Vendredi 27, discussion de la mobilisation du chaton bruxelloise à L’instant M de Sonia Devillers (avec Anais Carayon), sur France Inter. En une vingtaine de minutes, pas mal de symptômes utiles d’une culture web toujours hétérogène.
L’objet du débat, c’est la diffusion les 22 et 23 novembre sur Twitter d’une avalanche de photos de chats, sous le hashtag #BrusselsLockdown, en réponse à la demande de discrétion de la part de la police, durant l’alerte qui affecte la capitale belge. Un sujet très largement commenté dès le soir du 22 novembre dans la plupart des médias.
“Internet, le pouvoir du chat” — L’Instant M par franceinter
Malgré cette surexposition, Sonia Devillers prend le parti de faire précéder la discussion du cas bruxellois d’une présentation du phénomène des lolcats – encore inconnu, expliquait-elle hors antenne, pour une majorité d’auditeurs de France-Inter (60 ans de moyenne d’âge).
Dans une émission consacrée aux médias, le cadrage dit l’essentiel.
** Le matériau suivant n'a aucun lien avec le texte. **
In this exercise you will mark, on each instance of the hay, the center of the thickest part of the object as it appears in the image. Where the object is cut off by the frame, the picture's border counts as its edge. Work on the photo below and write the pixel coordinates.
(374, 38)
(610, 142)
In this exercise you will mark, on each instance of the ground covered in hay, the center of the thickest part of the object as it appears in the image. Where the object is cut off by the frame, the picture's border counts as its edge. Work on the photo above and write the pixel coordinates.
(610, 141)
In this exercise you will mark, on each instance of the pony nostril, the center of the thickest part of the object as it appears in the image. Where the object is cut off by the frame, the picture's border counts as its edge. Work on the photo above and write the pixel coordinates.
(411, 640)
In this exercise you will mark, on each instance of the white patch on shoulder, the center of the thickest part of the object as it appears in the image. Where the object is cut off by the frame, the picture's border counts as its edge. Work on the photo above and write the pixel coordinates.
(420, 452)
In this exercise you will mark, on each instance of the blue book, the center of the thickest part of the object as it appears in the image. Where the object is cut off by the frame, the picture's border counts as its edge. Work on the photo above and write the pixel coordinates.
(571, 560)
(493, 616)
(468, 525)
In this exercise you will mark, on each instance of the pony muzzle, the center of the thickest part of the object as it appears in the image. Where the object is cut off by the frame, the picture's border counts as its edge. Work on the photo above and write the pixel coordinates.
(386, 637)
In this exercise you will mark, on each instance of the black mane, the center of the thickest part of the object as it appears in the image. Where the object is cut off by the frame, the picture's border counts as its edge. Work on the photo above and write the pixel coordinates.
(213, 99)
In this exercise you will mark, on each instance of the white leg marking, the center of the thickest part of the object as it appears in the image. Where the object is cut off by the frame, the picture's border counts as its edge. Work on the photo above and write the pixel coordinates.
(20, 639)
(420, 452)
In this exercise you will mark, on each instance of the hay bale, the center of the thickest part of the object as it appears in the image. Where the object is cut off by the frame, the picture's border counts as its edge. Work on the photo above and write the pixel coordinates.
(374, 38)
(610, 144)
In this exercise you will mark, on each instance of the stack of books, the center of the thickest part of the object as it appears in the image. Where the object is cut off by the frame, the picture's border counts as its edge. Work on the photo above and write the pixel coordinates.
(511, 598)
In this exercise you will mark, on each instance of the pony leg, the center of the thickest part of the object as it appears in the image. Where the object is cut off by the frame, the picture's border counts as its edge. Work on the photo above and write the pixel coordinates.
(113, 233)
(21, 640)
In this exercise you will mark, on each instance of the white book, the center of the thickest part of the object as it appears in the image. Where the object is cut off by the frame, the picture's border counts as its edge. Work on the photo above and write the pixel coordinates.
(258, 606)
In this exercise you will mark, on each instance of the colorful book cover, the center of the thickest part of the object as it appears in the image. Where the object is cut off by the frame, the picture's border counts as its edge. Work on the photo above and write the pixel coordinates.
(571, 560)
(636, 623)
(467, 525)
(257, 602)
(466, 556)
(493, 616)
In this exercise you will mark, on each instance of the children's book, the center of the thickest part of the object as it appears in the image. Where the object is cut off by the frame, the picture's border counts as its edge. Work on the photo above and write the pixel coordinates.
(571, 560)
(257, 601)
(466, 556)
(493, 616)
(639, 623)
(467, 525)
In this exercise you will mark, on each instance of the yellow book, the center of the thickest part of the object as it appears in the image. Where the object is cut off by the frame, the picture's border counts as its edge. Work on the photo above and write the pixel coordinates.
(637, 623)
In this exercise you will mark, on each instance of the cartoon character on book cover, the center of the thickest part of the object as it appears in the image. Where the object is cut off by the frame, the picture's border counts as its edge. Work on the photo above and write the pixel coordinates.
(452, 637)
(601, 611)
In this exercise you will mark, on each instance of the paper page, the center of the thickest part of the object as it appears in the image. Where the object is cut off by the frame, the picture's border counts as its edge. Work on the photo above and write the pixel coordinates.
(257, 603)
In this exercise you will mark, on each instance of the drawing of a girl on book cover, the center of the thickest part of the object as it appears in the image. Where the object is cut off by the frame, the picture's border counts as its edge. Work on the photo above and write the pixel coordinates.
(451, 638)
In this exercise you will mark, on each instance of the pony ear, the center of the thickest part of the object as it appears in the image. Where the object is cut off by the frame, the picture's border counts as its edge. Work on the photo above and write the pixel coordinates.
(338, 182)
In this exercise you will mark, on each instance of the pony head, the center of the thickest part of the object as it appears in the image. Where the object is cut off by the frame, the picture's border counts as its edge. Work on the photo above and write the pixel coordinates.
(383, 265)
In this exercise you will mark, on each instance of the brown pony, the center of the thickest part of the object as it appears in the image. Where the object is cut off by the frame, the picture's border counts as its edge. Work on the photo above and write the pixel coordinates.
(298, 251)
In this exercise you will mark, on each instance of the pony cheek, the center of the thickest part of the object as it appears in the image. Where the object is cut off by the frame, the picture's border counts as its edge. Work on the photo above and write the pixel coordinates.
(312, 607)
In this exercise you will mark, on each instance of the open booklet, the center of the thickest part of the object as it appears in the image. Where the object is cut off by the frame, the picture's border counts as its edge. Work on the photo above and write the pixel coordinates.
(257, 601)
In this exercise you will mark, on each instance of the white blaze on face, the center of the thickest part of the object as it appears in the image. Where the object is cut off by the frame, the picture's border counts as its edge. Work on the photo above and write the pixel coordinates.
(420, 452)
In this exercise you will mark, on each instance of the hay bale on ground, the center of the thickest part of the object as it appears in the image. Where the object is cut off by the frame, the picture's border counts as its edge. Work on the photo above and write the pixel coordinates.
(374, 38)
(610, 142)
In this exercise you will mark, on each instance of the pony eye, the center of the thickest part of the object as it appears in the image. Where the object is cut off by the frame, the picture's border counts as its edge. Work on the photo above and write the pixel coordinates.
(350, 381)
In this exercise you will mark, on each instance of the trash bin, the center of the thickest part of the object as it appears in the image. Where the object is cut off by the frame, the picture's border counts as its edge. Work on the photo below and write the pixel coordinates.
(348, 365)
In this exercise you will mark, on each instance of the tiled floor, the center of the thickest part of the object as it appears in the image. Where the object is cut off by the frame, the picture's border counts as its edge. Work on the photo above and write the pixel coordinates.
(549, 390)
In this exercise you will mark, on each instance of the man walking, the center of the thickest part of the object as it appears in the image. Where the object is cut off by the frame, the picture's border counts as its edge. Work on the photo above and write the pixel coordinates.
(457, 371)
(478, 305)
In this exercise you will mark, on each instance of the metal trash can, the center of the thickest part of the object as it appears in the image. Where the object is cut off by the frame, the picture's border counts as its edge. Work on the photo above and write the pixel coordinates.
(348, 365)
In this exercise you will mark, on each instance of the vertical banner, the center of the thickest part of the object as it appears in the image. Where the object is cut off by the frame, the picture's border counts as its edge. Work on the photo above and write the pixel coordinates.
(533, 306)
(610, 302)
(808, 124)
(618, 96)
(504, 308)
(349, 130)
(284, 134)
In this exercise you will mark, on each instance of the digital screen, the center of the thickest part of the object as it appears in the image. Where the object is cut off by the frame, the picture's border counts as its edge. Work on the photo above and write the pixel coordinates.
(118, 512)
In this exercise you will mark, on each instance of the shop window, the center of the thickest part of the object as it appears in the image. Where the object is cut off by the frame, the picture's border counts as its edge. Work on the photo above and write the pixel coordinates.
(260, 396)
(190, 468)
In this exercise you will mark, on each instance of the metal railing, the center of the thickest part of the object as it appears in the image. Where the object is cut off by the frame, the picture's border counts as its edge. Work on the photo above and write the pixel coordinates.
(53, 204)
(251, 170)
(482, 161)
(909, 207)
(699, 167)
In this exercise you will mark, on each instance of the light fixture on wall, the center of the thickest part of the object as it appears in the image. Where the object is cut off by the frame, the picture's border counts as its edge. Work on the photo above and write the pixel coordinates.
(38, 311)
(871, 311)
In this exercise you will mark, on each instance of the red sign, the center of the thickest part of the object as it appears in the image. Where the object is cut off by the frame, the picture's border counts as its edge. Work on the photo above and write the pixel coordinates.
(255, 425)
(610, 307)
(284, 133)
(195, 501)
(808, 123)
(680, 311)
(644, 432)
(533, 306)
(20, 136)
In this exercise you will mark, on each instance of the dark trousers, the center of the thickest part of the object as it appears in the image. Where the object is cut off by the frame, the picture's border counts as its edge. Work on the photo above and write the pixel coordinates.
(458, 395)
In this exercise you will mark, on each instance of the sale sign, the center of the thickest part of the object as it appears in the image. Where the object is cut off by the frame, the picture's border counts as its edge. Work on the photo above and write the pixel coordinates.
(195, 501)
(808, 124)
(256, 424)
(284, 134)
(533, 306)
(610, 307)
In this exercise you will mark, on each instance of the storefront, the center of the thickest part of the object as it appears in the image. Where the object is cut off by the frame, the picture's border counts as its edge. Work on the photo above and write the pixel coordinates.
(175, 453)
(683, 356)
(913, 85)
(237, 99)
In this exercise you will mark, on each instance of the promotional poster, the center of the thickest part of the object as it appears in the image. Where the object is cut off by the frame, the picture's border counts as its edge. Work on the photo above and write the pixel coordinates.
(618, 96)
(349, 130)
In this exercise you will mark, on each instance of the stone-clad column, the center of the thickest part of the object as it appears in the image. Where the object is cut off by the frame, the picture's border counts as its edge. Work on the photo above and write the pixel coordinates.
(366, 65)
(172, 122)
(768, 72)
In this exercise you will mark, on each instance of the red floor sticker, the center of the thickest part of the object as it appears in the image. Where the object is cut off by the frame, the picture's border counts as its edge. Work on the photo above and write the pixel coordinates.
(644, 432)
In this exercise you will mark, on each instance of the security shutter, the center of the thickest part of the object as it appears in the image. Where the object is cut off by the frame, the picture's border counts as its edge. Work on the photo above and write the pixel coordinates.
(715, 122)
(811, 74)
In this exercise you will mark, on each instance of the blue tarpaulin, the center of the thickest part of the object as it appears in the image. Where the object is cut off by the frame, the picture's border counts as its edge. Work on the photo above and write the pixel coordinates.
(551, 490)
Un sujet maîtrisé est un sujet qui a fait l’objet d’une longue analyse collective, qui a permis d’en identifier les ressorts et d’en stabiliser les axes narratifs. Rien de tel vendredi, où l’on mélange allègrement la question animale, les usages de l’imagerie animalière, les lolcats et in fine le mème belge.
Dans sa chronique, Philippe Vandel produit un exemple typique d’approche normative. Deux cas récents sont analysés par le biais des réactions des internautes, décrites comme excessives. L’implicite est qu’il vaudrait mieux se préoccuper des humains que des animaux. L’émotion suscitée par les maltraitances animales est donc présentée sur un mode de panique morale, comme une affectation ridicule et une dérive (« une tendance lourde ») d’une société sans repères.
En matière culturelle, la force de la position normative continue de m’étonner (on peut se référer ici aux débats sur le selfie, qui ont exactement la même structure). Plutôt que de prendre en considération l’émergence d’un nouvel objet d’attention, la position normative consiste à en proposer une approche caricaturale, pour mieux inviter à rentrer dans le rang des formes culturelles établies.
L’histoire de la photographie de famille au cours du XXe siècle montre l’individualisation d’un nouvel acteur. La présence de plus en plus marquée de l’enfant traduit une évolution fondamentale de la perception de son rôle au sein de la structure familiale[Irène Jonas, “[Portrait de famille au naturel. Les mutations de la photographie familiale”, Etudes photographiques, n° 22, septembre 2008. ]]. L’image documente cette reconnaissance de la manière la plus visible et la plus élémentaire.
Ce précédent m’a convaincu de longue date que la forte présence animale, qui frappe en effet dans les usages ordinaires en ligne, est la trace d’une évolution similaire. Ne pas voir que l’animal a acquis aujourd’hui un statut de personne à part entière, très éloigné de celui qui était le sien en 1950, me paraît d’une parfaite myopie.
Les images d’animaux sont utilisées à des fins très diverses. Mais la tradition de la satire animalière, illustrée depuis l’Antiquité par le genre des fables, devrait nous aider à repérer le vieux principe du commentaire détourné de la condition humaine, à travers une figure qui autorise sa dénonciation sur un mode humoristique.
Grandville, La Fontaine, Le chat et le rat.
William Hanna et Joseph Barbera, Tom & Jerry.
Les lolcats du blackout bruxellois offrent un exemple d’un grand classicisme de cette fonction. A condition bien sûr d’identifier le chaton comme une figure de la critique du web[Après être passé par un stade d’icône de la culture geek, voir Vincent Glad “[Les chats ne sont pas les rois de l’Internet”, Culture Visuelle, 7 décembre 2011.]], un symbole de la futilité sinon de l’échec de la participation (voir “Les chats, les marmottes et les fins de la participation”). C’est sa citation au second degré, au titre d’icône de l’innocuité, dans le mème bruxellois, qui fait ici du chaton une figure ironique de la censure. Cette forme de résistance polie, mais néanmoins grinçante, aux contraintes de l’état d’alerte est la première manifestation populaire d’une critique de l’ambiance très « va-t-en guerre » de la séquence post-attentats.
Le traitement léger de cet épisode expressif illustre la constance du réflexe qui impose de regarder de haut la culture populaire – et en ce qui me concerne, être invité comme spécialiste des chats est une marque de distinction paradoxale, pas loin de la mise à l’index (voir “André Gunthert, ethnographe du LOL”). Ainsi, animaux et web marchent bel et bien sur la même route, à l’écart des sujets légitimes. Leur rencontre n’a pas fini de faire dresser le sourcil des autorités.